This full-page advertisement has been appearing in building trade magazines recently. Though I’m sure it is intended to generate enthusiasm for Weyerhaeuser’s lumber innovations, I found it a better illustration of some of the homebuilding industry problems.
First, I’m enthusiastic about the concept of the I-Level family of engineered wood products. The prices need to come down, but there’s no reason to think that won’t happen eventually with more industry acceptance and good all-American competition.
I don’t think this advertisement is a reflection of Weyerhaeuser’s view of the ideal building process. My guess is that their marketing team isn’t communicating well with their R&D department.
With the above noted, this advertisement sucks. While attempting to tout some future oriented building products, it inadvertently (I’ll assume it wasn’t purposeful.) gives credence to the backward way of building. The depicted scene might not be unusual for a typical construction project, but it’s nothing to be proud of. And it certainly is not the future. I’ll list the problems I see:
1. The lumber in the foreground is dumped on the ground carelessly. It is poor practice to treat high quality lumber this way (not stickered or stacked)–even temporarily–and the fact that these pieces are lying there means they’ll have to be handled several more times before becoming part of the building’s structure.

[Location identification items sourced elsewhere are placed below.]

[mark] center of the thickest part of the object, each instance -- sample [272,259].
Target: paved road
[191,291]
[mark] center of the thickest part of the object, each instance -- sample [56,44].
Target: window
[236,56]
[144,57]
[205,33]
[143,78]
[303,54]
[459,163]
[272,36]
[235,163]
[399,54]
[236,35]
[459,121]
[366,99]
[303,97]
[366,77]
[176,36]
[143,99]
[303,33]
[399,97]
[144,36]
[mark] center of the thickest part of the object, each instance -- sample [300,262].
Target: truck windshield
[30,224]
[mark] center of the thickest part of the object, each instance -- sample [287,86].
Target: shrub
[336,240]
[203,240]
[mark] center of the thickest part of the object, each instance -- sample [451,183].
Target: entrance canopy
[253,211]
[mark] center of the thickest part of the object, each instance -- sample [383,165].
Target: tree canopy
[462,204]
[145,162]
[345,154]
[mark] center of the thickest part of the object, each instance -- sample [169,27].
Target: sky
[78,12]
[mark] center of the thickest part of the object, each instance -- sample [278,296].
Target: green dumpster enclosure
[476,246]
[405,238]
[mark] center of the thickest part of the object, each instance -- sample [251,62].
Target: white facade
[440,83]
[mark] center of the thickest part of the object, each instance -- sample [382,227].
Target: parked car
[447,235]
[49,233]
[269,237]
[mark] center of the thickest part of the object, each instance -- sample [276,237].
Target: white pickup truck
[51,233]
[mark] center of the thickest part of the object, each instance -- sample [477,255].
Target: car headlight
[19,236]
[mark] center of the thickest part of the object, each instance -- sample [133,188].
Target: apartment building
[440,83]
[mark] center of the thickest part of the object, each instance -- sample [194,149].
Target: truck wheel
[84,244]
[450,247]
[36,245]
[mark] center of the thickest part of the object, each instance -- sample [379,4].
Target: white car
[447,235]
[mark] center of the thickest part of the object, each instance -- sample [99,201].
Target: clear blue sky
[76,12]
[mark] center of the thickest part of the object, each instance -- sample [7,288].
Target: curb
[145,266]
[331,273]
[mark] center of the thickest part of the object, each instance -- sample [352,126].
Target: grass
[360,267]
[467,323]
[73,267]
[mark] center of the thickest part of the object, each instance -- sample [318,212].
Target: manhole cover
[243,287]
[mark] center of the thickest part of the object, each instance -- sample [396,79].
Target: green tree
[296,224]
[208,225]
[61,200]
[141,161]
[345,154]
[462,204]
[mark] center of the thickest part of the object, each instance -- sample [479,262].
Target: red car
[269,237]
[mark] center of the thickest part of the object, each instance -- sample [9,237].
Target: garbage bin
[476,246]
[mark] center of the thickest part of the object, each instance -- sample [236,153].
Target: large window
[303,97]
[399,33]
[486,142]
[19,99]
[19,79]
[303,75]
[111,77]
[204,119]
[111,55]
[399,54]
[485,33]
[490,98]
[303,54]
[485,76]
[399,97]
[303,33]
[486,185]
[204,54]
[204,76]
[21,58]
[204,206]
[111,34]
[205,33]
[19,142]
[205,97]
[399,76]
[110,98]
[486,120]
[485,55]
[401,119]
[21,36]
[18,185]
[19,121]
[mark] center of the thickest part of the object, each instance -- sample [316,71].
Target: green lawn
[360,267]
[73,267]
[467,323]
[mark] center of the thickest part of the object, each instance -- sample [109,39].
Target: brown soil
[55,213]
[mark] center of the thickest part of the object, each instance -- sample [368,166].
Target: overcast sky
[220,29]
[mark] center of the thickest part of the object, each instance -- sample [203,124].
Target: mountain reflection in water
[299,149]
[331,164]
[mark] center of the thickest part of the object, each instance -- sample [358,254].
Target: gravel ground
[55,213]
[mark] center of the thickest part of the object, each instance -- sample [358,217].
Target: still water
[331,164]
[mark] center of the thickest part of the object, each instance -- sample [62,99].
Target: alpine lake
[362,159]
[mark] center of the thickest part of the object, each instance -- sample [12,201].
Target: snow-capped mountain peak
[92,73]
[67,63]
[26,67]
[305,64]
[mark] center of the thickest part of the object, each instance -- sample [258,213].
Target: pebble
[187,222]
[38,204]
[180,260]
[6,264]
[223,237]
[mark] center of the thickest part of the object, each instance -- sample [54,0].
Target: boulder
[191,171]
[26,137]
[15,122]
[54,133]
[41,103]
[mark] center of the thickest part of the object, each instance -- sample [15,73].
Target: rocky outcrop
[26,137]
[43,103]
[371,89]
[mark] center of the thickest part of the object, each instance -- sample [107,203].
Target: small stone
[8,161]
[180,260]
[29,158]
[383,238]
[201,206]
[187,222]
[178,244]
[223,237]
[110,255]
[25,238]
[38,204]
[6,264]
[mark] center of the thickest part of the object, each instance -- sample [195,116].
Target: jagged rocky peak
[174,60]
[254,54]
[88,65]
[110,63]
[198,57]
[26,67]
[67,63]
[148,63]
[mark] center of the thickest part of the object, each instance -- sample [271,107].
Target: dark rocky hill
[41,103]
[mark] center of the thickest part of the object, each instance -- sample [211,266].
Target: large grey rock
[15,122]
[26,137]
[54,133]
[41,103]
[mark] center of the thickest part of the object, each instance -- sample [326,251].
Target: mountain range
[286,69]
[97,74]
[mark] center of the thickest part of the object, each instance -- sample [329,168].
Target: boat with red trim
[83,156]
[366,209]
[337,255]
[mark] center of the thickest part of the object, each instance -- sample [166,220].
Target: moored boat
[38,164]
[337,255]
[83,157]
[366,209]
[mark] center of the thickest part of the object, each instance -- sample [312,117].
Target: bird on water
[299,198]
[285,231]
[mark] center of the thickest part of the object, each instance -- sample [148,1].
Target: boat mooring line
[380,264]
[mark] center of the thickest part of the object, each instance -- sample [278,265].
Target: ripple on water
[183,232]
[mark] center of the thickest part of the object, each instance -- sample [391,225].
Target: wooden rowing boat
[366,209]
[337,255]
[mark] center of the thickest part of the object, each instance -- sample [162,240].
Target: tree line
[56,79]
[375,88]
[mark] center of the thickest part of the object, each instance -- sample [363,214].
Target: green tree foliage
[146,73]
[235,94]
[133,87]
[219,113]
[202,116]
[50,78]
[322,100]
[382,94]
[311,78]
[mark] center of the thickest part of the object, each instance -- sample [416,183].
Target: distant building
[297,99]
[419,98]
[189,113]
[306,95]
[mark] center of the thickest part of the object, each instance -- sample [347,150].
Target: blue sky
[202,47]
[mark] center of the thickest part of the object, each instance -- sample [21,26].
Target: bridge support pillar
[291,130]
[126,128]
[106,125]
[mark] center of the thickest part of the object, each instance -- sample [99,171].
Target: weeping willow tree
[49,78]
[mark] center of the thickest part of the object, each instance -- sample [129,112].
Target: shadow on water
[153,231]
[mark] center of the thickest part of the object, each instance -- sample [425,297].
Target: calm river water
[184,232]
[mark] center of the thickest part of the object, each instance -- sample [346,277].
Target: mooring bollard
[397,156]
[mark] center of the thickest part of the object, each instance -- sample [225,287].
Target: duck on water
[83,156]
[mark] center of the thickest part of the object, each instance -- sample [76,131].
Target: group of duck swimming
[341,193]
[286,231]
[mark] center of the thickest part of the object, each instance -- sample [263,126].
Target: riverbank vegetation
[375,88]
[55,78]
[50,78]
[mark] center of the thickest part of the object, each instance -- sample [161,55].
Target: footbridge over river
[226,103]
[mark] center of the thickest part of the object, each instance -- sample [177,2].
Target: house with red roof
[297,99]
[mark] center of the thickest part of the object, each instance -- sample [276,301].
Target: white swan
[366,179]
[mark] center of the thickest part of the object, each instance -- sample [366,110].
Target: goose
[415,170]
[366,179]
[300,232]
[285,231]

2. The lumber stacked inside isn’t organized, which undoubtedly will lead to some shuffling and restacking as the right pieces are found for the next construction process.
3. The lumber piled at the edge of the floor framing creates a safety hazard for those working below.
4. The two pieces of lumber projecting from the lumber pile on the floor, in addition to those in the foreground, suggests that this whole site might look like scattered pick-up-sticks instead of an organized construction area.
5. The pile of raw material on the right will undoubted have to be cut one-at-a-time on the site, with hand-held tools. I happen to know that Weyerhaeuser has better ideas about how to do things more efficiently and this isn’t it.
6. While it’s risky to criticize engineering from a photo, I sure don’t like the look of the concentrated point load from the floor system located over what is apparently a garage door opening. If the floor framing is 12 in. deep, the garage door header looks to be 8 in. deep, and inadequate. I’m probably not seeing the whole picture, but I wouldn’t have used that unfortunate framing configuration to advertise my smart structural solutions.
I could go on (Why is that wall on the right not sheathed?), but my point is that this advertisement is a pretty good summation of what I think is wrong with the residential building industry: while the suppliers and manufacturers are working overtime to create better products, they are supplying a poorly organized, inefficient, and defective-prone building process. There may be solutions in the materials, but there are built-in problems in the process.